Enquanto um buraco da BR 116 é mostrado no Jornal Nacional, um projeto brasileiro de atendimento de emergência é premiado em Nova York.
O sistema de Tele-Exame -avaliação de vítimas de acidentes à distância- desenvolvido pelo Eng. Dário Monteiro da Ecovia Caminho do Mar S/A, ganhou o Prêmio ''2001 Toll Innovation and Excellence Award''.
As rodovias ''pedagiadas'' nos Estados Unidos não oferecem os mesmos serviços que as nossas estradas: em geral, o usuário americano liga para uma central e solicita o serviço público necessário, como atendimento de emergência, guincho etc.

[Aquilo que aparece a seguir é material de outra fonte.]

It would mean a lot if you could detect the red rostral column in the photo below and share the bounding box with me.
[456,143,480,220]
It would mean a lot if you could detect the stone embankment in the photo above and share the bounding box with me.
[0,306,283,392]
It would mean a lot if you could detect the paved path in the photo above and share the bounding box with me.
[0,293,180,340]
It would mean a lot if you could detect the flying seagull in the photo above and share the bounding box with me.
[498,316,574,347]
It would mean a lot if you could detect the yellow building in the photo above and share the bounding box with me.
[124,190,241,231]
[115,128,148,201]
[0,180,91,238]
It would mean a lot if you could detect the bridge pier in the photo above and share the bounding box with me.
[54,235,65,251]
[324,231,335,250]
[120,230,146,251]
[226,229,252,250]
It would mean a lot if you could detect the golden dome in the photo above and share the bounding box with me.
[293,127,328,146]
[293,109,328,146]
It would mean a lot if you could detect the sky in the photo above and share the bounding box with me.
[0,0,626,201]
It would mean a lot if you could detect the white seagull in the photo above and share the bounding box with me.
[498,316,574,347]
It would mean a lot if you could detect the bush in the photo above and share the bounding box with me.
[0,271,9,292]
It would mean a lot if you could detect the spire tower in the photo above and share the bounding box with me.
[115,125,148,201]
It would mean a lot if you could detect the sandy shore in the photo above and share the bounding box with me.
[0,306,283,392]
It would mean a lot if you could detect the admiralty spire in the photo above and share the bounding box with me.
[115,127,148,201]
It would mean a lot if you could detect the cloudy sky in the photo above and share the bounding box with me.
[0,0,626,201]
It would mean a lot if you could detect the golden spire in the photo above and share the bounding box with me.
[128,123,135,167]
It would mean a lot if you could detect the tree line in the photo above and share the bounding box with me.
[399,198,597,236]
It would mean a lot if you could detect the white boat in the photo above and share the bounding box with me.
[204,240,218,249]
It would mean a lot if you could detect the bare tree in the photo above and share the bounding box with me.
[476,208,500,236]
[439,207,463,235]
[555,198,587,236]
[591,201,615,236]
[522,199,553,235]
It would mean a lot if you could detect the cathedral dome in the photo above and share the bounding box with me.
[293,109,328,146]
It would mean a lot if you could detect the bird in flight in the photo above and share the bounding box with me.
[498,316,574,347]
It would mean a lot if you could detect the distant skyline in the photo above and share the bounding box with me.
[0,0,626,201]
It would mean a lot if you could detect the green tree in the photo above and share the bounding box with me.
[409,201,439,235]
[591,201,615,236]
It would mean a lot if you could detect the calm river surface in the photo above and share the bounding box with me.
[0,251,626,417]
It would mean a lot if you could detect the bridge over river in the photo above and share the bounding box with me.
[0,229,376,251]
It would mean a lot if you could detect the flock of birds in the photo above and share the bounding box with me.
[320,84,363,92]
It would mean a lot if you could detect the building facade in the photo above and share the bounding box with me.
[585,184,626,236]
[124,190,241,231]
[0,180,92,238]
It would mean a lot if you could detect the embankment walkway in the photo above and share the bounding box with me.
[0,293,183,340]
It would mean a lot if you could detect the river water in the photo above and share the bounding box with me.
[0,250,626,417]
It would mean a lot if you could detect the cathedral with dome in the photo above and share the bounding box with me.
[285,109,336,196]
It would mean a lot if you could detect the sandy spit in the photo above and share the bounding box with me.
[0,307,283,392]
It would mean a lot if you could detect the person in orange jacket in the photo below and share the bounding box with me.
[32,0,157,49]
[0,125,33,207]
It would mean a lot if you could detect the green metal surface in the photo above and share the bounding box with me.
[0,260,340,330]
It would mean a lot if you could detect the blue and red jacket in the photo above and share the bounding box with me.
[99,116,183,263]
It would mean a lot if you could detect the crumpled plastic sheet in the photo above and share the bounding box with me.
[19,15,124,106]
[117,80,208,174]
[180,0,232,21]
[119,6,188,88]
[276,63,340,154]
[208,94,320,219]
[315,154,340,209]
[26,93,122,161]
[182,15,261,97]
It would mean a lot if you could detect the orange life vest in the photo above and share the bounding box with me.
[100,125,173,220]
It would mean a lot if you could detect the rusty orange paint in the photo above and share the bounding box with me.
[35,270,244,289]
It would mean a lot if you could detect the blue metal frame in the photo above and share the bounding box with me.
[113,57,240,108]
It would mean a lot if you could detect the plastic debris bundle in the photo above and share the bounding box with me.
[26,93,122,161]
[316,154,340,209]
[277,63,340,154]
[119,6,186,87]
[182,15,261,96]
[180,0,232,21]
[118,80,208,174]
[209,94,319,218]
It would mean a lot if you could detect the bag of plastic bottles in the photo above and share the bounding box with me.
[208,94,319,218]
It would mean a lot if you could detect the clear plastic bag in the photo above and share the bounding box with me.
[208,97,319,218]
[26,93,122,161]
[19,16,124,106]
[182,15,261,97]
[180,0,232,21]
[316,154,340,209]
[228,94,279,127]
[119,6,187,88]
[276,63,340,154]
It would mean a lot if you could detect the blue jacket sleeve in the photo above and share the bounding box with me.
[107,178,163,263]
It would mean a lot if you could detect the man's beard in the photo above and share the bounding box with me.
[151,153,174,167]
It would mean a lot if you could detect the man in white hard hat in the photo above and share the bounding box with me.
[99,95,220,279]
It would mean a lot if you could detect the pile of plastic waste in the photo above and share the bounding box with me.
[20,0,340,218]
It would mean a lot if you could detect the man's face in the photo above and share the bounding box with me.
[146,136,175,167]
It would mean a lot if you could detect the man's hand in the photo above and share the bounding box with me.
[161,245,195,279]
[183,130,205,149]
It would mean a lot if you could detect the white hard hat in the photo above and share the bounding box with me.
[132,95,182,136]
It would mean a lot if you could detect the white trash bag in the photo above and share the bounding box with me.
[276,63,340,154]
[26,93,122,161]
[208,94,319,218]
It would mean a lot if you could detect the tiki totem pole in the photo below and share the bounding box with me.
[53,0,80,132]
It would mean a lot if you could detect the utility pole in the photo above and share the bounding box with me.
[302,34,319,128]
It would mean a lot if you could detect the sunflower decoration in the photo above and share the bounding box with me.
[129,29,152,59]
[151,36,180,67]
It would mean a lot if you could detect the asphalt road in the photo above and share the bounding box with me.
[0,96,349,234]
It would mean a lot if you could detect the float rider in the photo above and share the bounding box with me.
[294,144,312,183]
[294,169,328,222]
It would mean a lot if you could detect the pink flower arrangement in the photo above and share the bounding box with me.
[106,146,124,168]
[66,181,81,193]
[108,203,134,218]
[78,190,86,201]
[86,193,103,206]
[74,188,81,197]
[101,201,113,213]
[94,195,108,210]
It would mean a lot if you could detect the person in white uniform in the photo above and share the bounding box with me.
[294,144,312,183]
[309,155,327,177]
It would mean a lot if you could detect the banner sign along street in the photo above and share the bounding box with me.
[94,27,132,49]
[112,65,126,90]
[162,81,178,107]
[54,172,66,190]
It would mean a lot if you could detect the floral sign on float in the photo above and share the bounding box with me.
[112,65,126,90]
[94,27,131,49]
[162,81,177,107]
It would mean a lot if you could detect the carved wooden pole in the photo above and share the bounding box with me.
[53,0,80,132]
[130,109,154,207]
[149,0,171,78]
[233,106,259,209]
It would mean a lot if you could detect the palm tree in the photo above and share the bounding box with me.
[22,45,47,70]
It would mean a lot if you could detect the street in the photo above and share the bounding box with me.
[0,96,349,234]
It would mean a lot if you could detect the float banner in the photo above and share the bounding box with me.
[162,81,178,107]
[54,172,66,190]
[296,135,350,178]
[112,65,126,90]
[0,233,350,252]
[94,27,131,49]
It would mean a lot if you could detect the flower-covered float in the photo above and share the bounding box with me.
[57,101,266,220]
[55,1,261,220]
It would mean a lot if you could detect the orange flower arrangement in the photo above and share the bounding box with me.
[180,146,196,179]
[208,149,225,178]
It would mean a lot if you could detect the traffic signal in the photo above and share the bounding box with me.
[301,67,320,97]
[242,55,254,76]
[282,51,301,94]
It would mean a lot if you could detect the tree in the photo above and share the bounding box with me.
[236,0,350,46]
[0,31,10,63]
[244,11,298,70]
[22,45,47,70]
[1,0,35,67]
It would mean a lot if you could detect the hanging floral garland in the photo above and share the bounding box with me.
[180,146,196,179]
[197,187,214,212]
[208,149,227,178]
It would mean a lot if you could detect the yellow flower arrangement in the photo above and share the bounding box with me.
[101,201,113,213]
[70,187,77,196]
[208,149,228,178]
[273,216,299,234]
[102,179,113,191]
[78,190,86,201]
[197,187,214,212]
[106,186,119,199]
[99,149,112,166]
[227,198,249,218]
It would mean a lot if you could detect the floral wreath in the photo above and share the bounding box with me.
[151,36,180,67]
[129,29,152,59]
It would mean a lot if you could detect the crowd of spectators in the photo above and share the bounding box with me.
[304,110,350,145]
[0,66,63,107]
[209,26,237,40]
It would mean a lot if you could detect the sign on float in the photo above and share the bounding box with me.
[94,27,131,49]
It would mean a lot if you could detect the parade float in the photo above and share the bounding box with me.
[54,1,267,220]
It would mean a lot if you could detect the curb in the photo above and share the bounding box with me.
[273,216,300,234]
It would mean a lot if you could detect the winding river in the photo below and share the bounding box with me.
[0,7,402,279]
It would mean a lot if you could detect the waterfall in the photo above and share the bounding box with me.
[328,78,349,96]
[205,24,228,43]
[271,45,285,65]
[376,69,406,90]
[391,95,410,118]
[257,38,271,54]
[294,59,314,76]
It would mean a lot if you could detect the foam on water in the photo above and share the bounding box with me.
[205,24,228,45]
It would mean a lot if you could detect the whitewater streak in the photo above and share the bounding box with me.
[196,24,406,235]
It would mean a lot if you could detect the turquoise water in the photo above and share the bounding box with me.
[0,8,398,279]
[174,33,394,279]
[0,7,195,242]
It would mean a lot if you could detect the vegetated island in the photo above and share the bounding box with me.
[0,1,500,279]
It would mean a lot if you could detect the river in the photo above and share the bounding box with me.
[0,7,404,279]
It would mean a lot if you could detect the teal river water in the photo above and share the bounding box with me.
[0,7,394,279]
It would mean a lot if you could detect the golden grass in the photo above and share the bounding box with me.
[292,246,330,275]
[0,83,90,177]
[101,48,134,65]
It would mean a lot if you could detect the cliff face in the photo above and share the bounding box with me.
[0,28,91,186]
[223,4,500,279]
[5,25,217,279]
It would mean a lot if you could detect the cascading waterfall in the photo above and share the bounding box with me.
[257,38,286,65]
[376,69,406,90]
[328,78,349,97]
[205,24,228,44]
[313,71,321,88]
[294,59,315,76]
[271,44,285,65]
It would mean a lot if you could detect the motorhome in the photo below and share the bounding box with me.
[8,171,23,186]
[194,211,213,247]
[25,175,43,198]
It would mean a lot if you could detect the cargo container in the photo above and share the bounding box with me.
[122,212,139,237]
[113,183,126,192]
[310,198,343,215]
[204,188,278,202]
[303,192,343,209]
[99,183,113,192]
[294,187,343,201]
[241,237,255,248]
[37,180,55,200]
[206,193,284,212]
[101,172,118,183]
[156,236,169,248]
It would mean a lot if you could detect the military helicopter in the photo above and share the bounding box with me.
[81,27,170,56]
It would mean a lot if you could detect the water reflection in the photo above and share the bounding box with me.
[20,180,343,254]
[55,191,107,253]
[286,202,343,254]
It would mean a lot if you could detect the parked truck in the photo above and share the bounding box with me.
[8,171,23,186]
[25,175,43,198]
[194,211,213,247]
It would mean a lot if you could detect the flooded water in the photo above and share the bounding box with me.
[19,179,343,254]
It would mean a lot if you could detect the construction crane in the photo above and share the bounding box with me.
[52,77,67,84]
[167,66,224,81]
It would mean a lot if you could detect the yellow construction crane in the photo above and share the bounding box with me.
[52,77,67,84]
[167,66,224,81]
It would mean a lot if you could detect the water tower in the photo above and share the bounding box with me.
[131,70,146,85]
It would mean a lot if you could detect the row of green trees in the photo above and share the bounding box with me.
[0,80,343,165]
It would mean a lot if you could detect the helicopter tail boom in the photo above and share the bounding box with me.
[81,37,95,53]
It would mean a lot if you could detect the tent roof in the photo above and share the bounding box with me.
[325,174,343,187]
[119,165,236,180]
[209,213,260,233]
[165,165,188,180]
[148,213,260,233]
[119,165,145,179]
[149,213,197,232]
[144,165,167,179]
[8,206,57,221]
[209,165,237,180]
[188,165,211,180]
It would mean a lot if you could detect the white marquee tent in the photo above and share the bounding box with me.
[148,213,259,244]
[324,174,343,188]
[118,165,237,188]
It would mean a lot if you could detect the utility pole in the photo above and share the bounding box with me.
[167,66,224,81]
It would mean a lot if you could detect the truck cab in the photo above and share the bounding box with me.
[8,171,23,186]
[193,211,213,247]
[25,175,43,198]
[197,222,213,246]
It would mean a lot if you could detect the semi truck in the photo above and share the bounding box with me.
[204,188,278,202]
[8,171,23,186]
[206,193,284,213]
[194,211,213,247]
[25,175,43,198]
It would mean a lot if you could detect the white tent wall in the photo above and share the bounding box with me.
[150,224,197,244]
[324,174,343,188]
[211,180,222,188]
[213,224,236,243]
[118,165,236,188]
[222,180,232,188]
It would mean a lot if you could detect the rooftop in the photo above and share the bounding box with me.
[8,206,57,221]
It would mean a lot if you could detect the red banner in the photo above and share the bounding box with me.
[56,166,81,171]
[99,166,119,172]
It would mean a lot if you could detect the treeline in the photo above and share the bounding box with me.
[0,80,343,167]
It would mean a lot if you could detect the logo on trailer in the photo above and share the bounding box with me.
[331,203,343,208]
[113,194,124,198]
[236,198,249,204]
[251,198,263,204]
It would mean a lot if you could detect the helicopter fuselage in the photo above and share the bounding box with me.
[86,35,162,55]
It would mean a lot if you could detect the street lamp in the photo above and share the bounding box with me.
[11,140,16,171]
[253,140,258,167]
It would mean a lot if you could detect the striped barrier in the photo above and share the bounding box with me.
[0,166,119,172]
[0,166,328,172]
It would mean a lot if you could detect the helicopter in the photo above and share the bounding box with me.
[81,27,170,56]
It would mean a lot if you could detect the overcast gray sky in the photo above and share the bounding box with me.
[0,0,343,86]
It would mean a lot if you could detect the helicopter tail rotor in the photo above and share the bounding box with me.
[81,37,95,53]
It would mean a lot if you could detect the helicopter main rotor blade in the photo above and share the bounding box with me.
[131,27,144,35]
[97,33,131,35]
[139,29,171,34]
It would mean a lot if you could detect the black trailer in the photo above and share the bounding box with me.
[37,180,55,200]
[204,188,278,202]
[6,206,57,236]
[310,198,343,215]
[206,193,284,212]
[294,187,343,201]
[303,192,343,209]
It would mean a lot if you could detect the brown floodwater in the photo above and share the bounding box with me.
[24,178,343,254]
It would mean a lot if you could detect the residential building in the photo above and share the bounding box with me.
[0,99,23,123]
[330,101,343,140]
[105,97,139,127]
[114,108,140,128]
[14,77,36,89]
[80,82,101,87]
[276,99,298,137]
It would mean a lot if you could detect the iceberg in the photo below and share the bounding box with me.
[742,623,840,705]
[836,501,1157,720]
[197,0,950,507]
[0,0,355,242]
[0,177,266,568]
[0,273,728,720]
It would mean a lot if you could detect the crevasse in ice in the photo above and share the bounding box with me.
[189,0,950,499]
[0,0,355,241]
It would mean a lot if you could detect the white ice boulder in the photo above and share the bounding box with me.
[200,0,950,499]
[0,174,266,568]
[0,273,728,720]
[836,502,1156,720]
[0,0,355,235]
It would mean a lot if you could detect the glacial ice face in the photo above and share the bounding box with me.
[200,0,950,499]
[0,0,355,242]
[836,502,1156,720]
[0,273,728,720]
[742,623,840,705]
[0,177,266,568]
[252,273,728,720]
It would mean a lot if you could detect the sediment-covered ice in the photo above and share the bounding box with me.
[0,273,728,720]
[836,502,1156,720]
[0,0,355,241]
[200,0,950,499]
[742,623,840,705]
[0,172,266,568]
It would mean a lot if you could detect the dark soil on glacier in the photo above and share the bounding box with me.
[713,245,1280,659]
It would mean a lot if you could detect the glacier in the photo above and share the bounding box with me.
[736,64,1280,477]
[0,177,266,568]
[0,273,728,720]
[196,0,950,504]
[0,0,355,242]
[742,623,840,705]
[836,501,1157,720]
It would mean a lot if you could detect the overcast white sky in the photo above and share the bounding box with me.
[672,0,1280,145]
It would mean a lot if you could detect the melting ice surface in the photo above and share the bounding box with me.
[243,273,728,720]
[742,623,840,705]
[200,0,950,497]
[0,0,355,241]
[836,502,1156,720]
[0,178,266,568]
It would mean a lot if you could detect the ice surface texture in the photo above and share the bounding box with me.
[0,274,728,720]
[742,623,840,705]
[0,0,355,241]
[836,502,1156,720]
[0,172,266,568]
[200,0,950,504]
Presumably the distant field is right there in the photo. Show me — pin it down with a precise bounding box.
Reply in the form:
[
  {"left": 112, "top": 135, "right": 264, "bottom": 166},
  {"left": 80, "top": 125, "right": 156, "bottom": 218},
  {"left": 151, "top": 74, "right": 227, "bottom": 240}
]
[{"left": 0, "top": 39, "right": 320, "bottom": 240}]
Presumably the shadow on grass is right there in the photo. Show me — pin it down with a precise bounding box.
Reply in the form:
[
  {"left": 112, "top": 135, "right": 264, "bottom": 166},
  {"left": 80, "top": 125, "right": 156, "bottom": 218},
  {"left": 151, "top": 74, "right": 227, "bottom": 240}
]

Como todos os nossos impostos estão destinados aos bancos, os serviços públicos nacionais deixam muito a desejar, e, em consequência, a concessionária acaba fornecendo ambulâncias, médicos e materiais de socorro às vítimas. Muitas vítimas de acidentes são moradores de loteamentos clandestinos ao longo da própria rodovia e, em alguns estados, por falta de um serviço público, as vítimas de qualquer violência ou doença estão simplesmente colocadas à beira da estrada à espera do serviço de atendimento.
Como não é viável colocar um médico em todas as viaturas, os ''para-médicos'' da Ecovia tinham que repassar informações sobre os ferimentos das vítimas via rádio. Esta demora e a falta de precisão -especialmente nos primeiros minutos após um acidente- pode ser crucial para a vida da vítima.
Para melhorar o atendimento, o setor de operações instalou, em cada viatura, um equipamento que capta imagens digitais (30 ''frames''/s) e manda os dados via tecnologia celular (USB). O médico de plantão recebe a informação projetada num telão, via um PC. Em termos práticos, o tempo de análise e diagnóstico foi reduzido por 40% nos cinco primeiros meses de operação. Salvam-se vidas.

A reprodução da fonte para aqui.